Lately, there have been many convenings to discuss the special arena of "women's health care." At a meeting at the White House a couple of weeks ago, a participant said she would love to see the day when men had to have special meetings about their health care needs. But we aren't there yet. The fact that women reproduce and, therefore, have different types of health care needs makes some folks on Capitol Hill go pale and start to sweat.
We got a small taste of how much fun is in store when more than 30 amendments were filed in the Senate this week to alter the health reform legislation, and further erode women's access to reproductive health care. There was a lot of competition for the worst one, but our office favorite was Senator Tom Coburn's amendment to create an "Office of Unborn Children's Health". No one's totally sure who would staff it or exactly what they would be doing -- but suffice it to say the perennial assault on women's health care is upon us full force.
It's as if we are supposed to apologize because we bear children - gee sorry to interfere with the rest of our health care needs, but - there's this tiny issue of wanting healthy, planned families. Our need to use contraception seems to be an annoyance to some legislators - why should we pay for THAT? Rather than seeing family planning as a rather logical solution to preventing unintended pregnancies and providing preventive health care that actually saves the government money, it becomes an all too easy target.
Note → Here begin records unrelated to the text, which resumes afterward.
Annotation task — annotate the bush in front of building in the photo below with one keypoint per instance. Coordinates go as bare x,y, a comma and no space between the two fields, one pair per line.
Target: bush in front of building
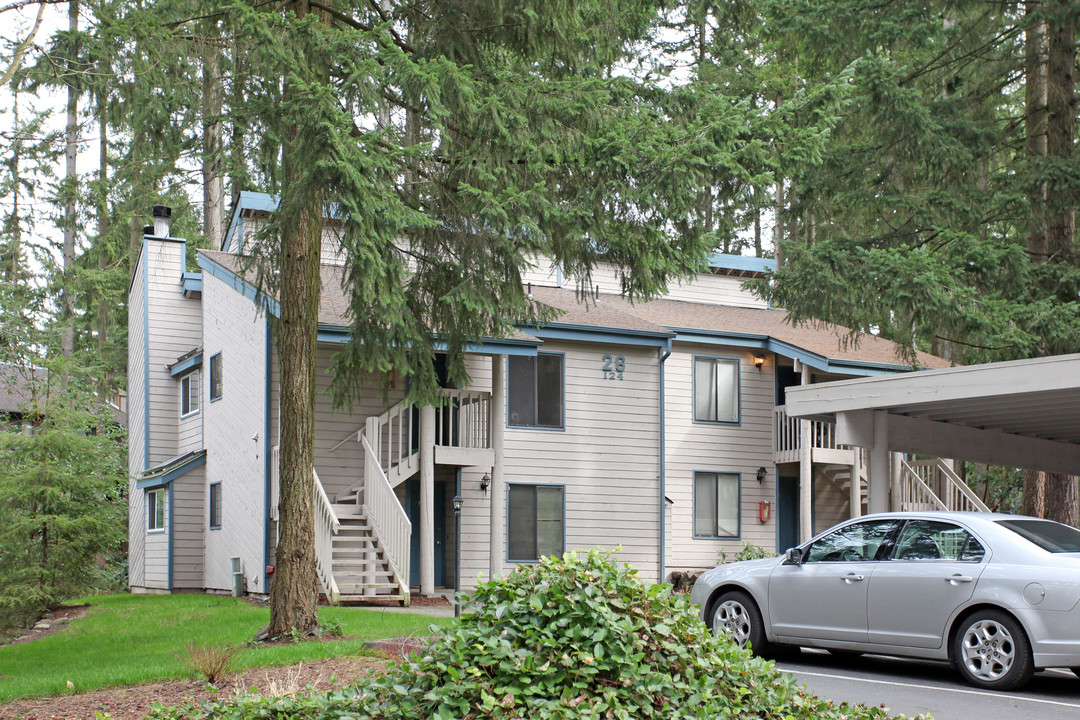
571,637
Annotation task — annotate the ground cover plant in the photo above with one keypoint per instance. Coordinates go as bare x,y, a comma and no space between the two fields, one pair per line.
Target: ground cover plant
574,637
127,639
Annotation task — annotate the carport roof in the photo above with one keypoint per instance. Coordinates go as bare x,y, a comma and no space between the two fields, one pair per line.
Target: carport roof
1025,413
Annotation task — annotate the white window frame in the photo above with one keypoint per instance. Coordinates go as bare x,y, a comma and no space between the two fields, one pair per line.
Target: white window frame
190,391
157,503
713,514
709,392
536,520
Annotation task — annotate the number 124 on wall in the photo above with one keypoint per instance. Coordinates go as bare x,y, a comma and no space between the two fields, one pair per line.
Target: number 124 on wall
613,366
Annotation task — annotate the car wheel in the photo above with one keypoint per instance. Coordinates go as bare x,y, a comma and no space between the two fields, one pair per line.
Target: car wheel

How reproductive health care is dealt with in health care reform is no small matter. Six in 10 patients who receive care at a women's health center like Planned Parenthood consider it their primary source of health care. And for low-income and young women, they are quite likely to get ob-gyn care at their local Planned Parenthood or other community family planning center. Going to Planned Parenthood for contraception is many women's entry into the health care world - and the great news is that while they are there for contraception, Planned Parenthood health centers can take care of a lot of other basic preventive health care that they might otherwise not receive.
Say cervical cancer screenings. Each year, Planned Parenthood health centers perform nearly one million Pap Tests, identifying 93,000 women at risk of developing cervical cancer.
Or breast exams. More than 850,000 a year. For women like Linda who posted on Facebook, "I went to PP 4 years after my divorce, because his insurance coverage divorced me too! I needed a breast exam and at 59, they found a lump, so deep, by my ribs, I could never have found it myself. They saved my life!" - Planned Parenthood and other essential community providers are the affordable, local access to basic preventive care that saves lives.
To hammer this home, Planned Parenthood is on the airwaves educating the policy folks involved in fixing our health care system, and why women's health care needs to be taken care of in this mega-reform effort. From cancer screenings to contraception to immunizations, the majority of women who go to women's health care centers consider them their primary health care provider. In fact, more than 90 percent of what Planned Parenthood health centers do is preventive and primary care.
Essential community providers, including those who provide women's health care, need to be part of any newly established health care system - the three million patients who came to Planned Parenthood health centers last year can testify to it. Family planning and reproductive health care are unfortunately still not fully part of mainstream health care, even though 98 percent of women use contraception at some point in their lives - there's nothing more universal! Maybe one day we won't need a special campaign to support women's health. But until then, Planned Parenthood is here to make sure women aren't worse off after health care reform than before.